We’ve already established that the stock Toyota leaf springs offered on the Tacoma are designed in such a way that factory Tacoma leaf spring breakage is almost guaranteed. Fortunately, Tacoma pickup owners are blessed with a wide range of aftermarket spring choices which are not only built to a higher standard than Toyota factory replacements, but which are also often much cheaper than buying from the dealership.
Tacoma forums are packed with truck owners asking opinions on the best replacement leaf springs for their pickups. Some of the most popular names in off-road and on-road suspension have been mentioned as possible candidates for improving on fragile stock units. Let’s take a look at some of the main contenders.
Post last updated September 2013.
Old Man Emu
Old Man Emu (part of ARB) provides Tacoma rear leaf spring replacements. These springs – known as “Dakar” springs – are OEM replacement units that cost about $200 per side, and also offer a 2.75-inches of lift over stock. These springs also offer additional support for heavy loads, but as a result they don’t ride nearly as nice as the stock Tacoma springs they replace.
OME/ARB says that a leaf can be added to the pack to further increase the amount of lift about half an inch. Likewise, a leaf can be removed to reduce the height half an inch (as well as improve the ride).

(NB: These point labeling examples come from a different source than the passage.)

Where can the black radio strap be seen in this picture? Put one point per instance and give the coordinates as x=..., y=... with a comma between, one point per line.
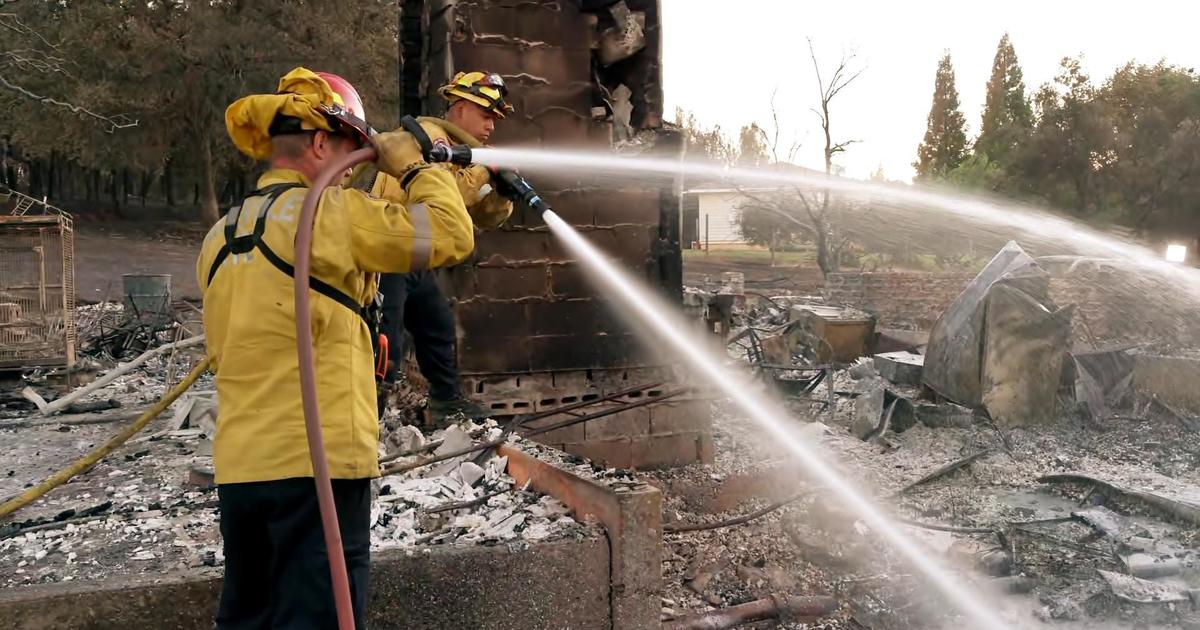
x=247, y=243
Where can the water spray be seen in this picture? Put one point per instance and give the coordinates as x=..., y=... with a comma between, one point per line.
x=660, y=324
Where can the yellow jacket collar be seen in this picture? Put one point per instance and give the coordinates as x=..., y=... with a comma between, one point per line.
x=454, y=131
x=282, y=175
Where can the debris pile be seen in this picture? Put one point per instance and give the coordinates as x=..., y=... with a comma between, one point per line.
x=150, y=507
x=461, y=501
x=1060, y=475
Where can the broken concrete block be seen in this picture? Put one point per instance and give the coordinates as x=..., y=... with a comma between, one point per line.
x=945, y=415
x=471, y=473
x=201, y=478
x=1025, y=346
x=863, y=369
x=407, y=438
x=954, y=357
x=868, y=414
x=1147, y=567
x=1139, y=591
x=900, y=367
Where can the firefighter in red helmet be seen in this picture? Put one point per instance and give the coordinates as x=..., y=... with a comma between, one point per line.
x=276, y=573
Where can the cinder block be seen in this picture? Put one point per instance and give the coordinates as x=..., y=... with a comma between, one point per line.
x=667, y=451
x=615, y=453
x=682, y=417
x=630, y=424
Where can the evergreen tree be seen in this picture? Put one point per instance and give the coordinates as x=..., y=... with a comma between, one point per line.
x=1007, y=117
x=946, y=139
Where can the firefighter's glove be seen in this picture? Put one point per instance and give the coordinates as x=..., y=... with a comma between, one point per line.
x=507, y=184
x=399, y=153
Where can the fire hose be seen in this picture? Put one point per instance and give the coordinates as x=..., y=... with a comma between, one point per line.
x=303, y=265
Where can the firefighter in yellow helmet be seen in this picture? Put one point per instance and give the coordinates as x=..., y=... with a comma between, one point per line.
x=276, y=571
x=413, y=301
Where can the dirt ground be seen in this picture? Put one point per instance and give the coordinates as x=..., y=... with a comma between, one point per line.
x=815, y=545
x=107, y=250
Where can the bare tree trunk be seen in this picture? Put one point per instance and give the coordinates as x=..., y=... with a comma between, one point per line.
x=168, y=183
x=4, y=162
x=118, y=193
x=126, y=186
x=209, y=213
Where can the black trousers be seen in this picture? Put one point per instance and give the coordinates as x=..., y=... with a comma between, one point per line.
x=414, y=303
x=276, y=573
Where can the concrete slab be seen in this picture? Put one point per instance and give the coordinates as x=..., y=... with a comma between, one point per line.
x=900, y=367
x=549, y=586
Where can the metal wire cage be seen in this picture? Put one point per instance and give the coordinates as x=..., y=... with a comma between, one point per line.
x=37, y=298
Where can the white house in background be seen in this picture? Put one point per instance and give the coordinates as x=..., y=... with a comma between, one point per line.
x=711, y=216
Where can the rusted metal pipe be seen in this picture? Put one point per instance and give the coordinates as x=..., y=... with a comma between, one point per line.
x=395, y=468
x=773, y=607
x=303, y=264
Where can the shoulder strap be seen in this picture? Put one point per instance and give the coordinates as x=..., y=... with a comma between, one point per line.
x=246, y=243
x=253, y=240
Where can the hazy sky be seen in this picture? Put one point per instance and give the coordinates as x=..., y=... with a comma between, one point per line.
x=723, y=60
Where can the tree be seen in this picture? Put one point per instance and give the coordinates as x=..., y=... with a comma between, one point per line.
x=1151, y=123
x=946, y=137
x=810, y=214
x=1060, y=161
x=702, y=143
x=1007, y=117
x=753, y=149
x=174, y=66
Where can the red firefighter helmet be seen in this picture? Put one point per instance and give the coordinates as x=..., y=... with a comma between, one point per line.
x=349, y=112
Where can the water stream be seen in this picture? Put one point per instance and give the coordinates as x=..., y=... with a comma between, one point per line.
x=661, y=324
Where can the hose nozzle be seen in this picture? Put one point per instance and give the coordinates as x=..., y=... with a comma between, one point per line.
x=515, y=187
x=456, y=154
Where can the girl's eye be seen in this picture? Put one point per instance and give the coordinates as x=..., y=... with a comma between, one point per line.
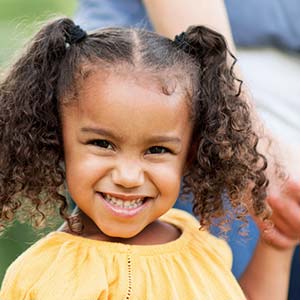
x=158, y=150
x=101, y=143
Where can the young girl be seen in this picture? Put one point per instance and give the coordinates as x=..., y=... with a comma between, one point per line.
x=119, y=117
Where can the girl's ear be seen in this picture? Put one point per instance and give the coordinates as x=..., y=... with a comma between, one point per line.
x=192, y=155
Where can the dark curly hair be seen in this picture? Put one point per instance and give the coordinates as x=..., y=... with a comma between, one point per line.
x=223, y=161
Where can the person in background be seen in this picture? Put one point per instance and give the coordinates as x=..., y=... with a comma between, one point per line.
x=269, y=32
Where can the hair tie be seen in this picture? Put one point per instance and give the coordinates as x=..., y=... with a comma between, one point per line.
x=181, y=42
x=75, y=35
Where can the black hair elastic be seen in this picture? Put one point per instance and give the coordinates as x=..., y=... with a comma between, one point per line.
x=181, y=42
x=75, y=35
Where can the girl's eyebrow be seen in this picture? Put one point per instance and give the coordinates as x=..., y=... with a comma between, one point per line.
x=151, y=140
x=101, y=131
x=164, y=139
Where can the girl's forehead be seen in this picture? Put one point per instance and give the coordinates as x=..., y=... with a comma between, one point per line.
x=164, y=81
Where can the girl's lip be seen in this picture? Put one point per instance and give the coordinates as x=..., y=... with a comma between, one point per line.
x=126, y=197
x=122, y=211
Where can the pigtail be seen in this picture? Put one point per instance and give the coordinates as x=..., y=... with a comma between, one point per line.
x=31, y=147
x=227, y=162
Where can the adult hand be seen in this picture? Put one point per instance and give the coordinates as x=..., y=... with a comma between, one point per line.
x=283, y=231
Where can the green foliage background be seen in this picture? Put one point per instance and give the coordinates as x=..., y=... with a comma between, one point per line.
x=19, y=19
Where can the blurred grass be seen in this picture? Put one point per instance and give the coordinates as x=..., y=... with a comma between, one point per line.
x=19, y=19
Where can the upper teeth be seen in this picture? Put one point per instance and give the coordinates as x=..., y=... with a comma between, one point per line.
x=123, y=203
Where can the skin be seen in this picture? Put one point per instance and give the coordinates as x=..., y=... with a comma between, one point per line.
x=135, y=149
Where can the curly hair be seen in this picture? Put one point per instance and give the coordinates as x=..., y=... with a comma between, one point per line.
x=223, y=159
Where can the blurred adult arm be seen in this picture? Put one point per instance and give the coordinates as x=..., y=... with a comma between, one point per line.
x=267, y=276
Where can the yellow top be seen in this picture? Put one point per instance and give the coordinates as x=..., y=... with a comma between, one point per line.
x=62, y=266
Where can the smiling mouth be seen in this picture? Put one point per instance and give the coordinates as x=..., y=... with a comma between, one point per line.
x=125, y=204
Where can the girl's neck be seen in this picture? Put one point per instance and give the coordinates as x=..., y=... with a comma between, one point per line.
x=157, y=232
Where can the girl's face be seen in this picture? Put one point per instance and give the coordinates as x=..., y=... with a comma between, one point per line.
x=125, y=146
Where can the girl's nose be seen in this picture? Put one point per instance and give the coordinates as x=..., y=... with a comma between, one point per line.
x=128, y=174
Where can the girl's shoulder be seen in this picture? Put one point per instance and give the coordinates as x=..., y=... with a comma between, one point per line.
x=200, y=240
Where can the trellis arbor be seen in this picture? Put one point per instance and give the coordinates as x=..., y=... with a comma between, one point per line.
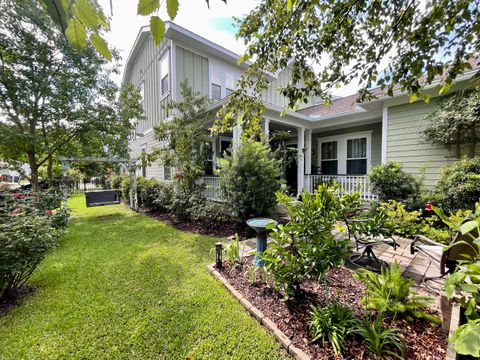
x=129, y=163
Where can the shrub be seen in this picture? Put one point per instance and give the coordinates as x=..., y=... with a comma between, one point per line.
x=163, y=196
x=116, y=181
x=385, y=343
x=26, y=234
x=391, y=182
x=305, y=248
x=391, y=293
x=459, y=184
x=332, y=323
x=248, y=178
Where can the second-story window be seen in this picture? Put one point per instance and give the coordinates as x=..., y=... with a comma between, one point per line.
x=216, y=92
x=164, y=74
x=141, y=89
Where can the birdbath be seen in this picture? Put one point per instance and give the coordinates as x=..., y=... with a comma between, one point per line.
x=260, y=226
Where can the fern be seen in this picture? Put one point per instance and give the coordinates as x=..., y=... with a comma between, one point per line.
x=391, y=293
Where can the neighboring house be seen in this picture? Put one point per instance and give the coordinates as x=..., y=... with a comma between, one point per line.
x=340, y=142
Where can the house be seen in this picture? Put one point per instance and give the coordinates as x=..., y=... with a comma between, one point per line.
x=339, y=143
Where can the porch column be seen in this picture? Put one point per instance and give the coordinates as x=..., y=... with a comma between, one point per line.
x=237, y=135
x=308, y=157
x=266, y=128
x=300, y=159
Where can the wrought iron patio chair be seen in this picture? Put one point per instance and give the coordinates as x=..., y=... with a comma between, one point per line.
x=447, y=257
x=366, y=238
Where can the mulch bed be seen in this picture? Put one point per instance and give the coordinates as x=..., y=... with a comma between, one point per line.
x=424, y=340
x=205, y=226
x=14, y=299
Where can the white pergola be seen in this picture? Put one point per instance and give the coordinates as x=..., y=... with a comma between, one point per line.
x=129, y=163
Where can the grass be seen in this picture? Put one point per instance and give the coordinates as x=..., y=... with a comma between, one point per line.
x=122, y=285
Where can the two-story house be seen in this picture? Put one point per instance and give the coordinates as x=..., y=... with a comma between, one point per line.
x=339, y=142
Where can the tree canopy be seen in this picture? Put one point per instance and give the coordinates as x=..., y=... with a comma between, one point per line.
x=54, y=99
x=84, y=21
x=456, y=123
x=336, y=42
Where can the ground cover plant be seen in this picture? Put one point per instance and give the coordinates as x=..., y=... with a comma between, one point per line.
x=123, y=285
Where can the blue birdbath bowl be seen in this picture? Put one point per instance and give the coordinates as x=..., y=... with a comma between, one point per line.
x=260, y=226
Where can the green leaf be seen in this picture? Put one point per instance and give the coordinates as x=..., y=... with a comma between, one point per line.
x=76, y=34
x=86, y=14
x=101, y=46
x=146, y=7
x=469, y=226
x=172, y=8
x=157, y=28
x=467, y=339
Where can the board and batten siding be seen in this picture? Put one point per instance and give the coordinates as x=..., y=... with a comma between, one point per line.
x=273, y=96
x=406, y=145
x=192, y=68
x=376, y=129
x=146, y=68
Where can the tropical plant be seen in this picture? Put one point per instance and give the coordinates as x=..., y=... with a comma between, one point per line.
x=305, y=248
x=467, y=278
x=234, y=251
x=458, y=186
x=389, y=292
x=385, y=343
x=248, y=178
x=332, y=323
x=390, y=182
x=26, y=235
x=54, y=99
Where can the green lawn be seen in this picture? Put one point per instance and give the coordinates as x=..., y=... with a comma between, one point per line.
x=122, y=285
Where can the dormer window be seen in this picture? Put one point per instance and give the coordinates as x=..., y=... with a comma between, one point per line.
x=164, y=74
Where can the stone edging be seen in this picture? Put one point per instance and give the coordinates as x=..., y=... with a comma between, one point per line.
x=261, y=318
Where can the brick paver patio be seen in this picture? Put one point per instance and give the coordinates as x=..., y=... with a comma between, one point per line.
x=415, y=266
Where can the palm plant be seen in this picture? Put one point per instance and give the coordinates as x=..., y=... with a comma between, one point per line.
x=391, y=293
x=385, y=343
x=332, y=323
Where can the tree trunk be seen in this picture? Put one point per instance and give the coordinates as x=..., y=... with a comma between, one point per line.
x=50, y=171
x=474, y=141
x=33, y=168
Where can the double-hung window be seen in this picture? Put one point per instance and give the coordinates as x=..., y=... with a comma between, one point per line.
x=164, y=70
x=329, y=162
x=346, y=154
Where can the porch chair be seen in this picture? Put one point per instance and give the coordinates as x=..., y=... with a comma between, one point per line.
x=368, y=233
x=447, y=257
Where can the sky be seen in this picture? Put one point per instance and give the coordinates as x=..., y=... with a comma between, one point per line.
x=214, y=24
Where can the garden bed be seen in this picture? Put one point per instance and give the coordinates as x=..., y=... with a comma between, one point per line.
x=424, y=340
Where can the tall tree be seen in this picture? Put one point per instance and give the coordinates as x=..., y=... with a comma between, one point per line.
x=53, y=99
x=335, y=42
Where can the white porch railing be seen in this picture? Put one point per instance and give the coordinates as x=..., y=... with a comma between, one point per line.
x=211, y=189
x=346, y=183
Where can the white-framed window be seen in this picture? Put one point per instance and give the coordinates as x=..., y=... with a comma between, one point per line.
x=141, y=89
x=329, y=160
x=164, y=74
x=348, y=154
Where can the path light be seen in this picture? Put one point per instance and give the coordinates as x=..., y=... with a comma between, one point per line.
x=218, y=253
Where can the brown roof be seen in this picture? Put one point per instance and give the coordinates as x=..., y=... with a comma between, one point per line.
x=337, y=106
x=347, y=103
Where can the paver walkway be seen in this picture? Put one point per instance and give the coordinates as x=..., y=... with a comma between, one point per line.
x=416, y=266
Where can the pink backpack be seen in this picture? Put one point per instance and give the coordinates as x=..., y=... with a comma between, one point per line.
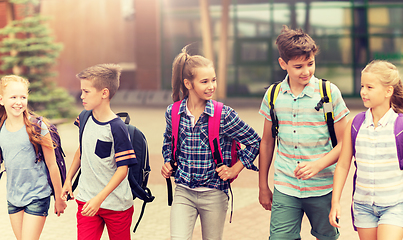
x=214, y=140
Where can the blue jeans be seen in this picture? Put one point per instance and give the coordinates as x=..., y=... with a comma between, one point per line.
x=38, y=207
x=211, y=205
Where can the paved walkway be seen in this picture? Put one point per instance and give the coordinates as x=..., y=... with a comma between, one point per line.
x=250, y=220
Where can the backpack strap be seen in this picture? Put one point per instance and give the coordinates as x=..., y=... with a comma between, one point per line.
x=273, y=90
x=83, y=118
x=175, y=119
x=214, y=132
x=399, y=138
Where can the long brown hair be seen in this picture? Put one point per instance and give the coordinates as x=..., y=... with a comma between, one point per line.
x=184, y=67
x=34, y=136
x=295, y=44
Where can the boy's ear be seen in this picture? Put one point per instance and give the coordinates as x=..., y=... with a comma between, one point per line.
x=282, y=63
x=187, y=84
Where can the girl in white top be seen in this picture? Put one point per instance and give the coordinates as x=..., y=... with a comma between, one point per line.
x=28, y=190
x=378, y=197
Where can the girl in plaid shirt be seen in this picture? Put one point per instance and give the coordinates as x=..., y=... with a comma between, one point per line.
x=201, y=188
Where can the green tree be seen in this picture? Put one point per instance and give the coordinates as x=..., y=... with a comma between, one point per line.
x=29, y=50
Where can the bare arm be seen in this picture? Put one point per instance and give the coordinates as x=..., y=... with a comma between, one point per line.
x=91, y=207
x=306, y=170
x=50, y=160
x=340, y=175
x=265, y=159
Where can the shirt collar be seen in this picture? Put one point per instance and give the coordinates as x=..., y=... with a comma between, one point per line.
x=308, y=90
x=209, y=109
x=389, y=117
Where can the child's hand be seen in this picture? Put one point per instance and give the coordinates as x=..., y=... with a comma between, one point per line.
x=60, y=205
x=66, y=191
x=266, y=198
x=166, y=170
x=91, y=207
x=306, y=170
x=225, y=172
x=334, y=215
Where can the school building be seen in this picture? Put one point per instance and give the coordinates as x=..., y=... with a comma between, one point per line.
x=144, y=36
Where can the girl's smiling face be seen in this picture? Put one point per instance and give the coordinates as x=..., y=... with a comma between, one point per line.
x=373, y=93
x=15, y=98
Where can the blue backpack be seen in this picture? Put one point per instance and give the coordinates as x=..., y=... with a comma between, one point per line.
x=138, y=173
x=59, y=154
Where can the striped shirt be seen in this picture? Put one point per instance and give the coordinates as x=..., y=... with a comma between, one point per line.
x=196, y=167
x=303, y=136
x=379, y=178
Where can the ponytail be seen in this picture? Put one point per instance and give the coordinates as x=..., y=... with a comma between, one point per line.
x=183, y=67
x=397, y=98
x=179, y=91
x=35, y=137
x=3, y=115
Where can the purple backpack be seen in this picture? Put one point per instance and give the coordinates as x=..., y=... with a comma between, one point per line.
x=59, y=154
x=359, y=119
x=398, y=130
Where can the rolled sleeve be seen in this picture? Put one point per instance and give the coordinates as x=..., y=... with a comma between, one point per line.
x=237, y=129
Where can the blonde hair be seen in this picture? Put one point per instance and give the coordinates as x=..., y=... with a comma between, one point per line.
x=103, y=76
x=388, y=75
x=184, y=67
x=34, y=137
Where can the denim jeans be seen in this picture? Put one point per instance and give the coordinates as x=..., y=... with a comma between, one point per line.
x=211, y=205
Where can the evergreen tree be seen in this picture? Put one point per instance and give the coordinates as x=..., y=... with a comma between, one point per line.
x=29, y=50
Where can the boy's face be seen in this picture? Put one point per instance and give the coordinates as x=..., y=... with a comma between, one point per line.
x=90, y=96
x=300, y=70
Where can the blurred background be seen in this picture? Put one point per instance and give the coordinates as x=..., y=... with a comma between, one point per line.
x=144, y=36
x=50, y=41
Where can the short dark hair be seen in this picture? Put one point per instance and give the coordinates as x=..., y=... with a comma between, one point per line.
x=103, y=76
x=295, y=44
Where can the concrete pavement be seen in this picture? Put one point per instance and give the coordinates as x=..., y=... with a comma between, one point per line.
x=250, y=220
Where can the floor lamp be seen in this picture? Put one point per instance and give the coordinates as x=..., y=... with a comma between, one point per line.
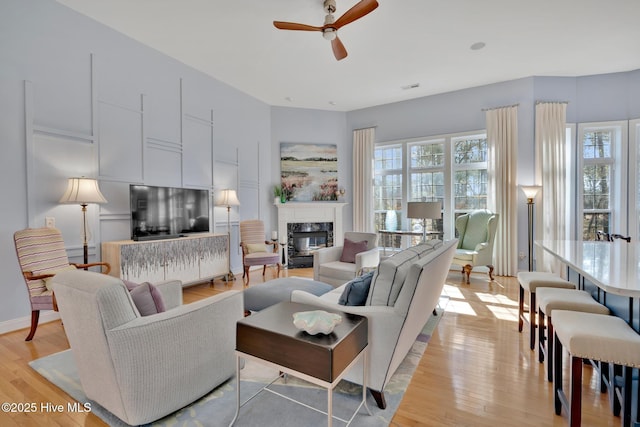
x=227, y=199
x=424, y=211
x=530, y=191
x=82, y=191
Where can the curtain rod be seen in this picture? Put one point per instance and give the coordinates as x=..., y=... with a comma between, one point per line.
x=552, y=102
x=504, y=106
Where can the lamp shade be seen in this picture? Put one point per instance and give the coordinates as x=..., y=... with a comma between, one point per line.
x=227, y=198
x=424, y=210
x=82, y=191
x=530, y=191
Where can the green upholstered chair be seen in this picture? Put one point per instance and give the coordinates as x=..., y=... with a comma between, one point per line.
x=476, y=232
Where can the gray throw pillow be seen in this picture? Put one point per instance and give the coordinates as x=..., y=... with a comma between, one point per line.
x=356, y=291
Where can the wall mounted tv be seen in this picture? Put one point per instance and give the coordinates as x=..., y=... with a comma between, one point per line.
x=167, y=212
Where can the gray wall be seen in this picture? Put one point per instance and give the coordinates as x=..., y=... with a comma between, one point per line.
x=77, y=98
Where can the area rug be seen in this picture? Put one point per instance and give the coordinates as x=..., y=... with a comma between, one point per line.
x=265, y=409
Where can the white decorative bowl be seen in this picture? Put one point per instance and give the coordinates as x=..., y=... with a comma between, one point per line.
x=316, y=321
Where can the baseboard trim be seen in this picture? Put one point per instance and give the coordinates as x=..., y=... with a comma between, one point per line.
x=25, y=322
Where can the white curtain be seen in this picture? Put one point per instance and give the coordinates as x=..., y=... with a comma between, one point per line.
x=551, y=166
x=502, y=139
x=363, y=146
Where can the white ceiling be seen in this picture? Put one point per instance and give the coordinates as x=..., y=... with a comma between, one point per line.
x=401, y=43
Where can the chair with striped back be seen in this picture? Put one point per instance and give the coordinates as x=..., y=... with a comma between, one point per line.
x=41, y=254
x=255, y=249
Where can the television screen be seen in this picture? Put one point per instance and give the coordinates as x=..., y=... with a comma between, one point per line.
x=166, y=212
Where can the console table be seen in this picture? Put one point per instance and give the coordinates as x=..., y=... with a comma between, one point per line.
x=191, y=259
x=387, y=236
x=270, y=337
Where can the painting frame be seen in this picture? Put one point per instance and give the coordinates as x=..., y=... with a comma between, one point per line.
x=309, y=171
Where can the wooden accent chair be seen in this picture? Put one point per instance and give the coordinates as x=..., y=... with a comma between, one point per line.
x=255, y=248
x=476, y=233
x=41, y=254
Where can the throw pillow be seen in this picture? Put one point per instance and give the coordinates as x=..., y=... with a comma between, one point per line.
x=148, y=299
x=256, y=247
x=356, y=291
x=350, y=249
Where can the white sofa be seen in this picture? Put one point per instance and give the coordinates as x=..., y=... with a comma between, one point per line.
x=328, y=268
x=144, y=368
x=403, y=293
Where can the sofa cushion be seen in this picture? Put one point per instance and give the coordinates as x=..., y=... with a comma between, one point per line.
x=356, y=291
x=391, y=273
x=253, y=248
x=351, y=249
x=147, y=298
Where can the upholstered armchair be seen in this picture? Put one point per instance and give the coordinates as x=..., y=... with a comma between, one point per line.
x=142, y=368
x=339, y=264
x=255, y=249
x=476, y=233
x=41, y=254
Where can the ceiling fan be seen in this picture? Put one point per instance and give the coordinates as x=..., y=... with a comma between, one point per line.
x=331, y=25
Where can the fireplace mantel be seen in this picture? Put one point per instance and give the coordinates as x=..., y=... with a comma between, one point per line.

Alcan offers replacement springs for 2005-and-up Tacomas which are designed to handle the kind of beating that off-road driving typically dishes out. The springs retail for about $600 a pair, come in an eight-leaf pack and provide up to 2-inches of lift compared to stock. This helps to keep the rear of the truck level while towing, and it can also give Tacoma owners a little additional room under the fender for fitting in more aggressive tires.
According to Johnny Kurz of Wheeler’s Off-Road, Alcan builds their springs specific for the left and right side, a tactic that’s intended to correct the “Taco lean” that many owners report. Says Kurz “Alcan’s design features a slightly taller spring on the driver side to counter the weight of the battery, fuel cell, and driver.”
Deaver is a well-known name in the desert racing world, and it’s no surprise that they also offer replacement leaf springs for the 2005+ Tacoma. Compared to the Alcan units, the Deaver springs provide a less aggressive lift (1.5-inches over stock, although 2-inch options are available), and come with a 10-leaf pack. They about the same as the Alcans in terms of price at ($600+ per set).
NOTE: It’s important to understand that the number of leafs included in a spring pack doesn’t necessarily dictate the strength or ride characteristics of the leaf…the Deaver pack has 10 leafs and the Alcan 8, but it would be a mistake to assume one rides better than the other based merely on that figure.
OEM Replacement Leafs
Buyers can also choose to buy a set of OEM replacement springs for the Tacoma. Currently, Olathe Toyota Parts Center sells them for about $450 per side. While that’s twice as much as after-market options, the OEM leafs will ride just like the leafs they replace. They’ll also match the stock ride height.
It’s hard for us to recommend buying OEM replacements, but they’re worth considering if ride quality is really important to you.
Deaver and OME both offer add-a-leaf sets which allow you to add an additional leaf spring to your current pre or post-TSB stock Toyota leafs. The idea behind these kits is that the additional leafs will take some of the stress off of the OEM units and reduce the chances that they will break. Add-a-leaf kits can also increase ride heiht.
Honestly, we feel that it is best to avoid this option and go for a complete replacement of each rear leaf pack in order to prevent any headaches down the road. You might save money in the short term by choosing to go down the add-a-leaf path, but should your stock springs give up the ghost anyway you will end up having to re-do the entire installation.
Does anyone have any first-hand experience that they would like to share regarding the replacement leaf spring sets that they chose for their own Tacoma?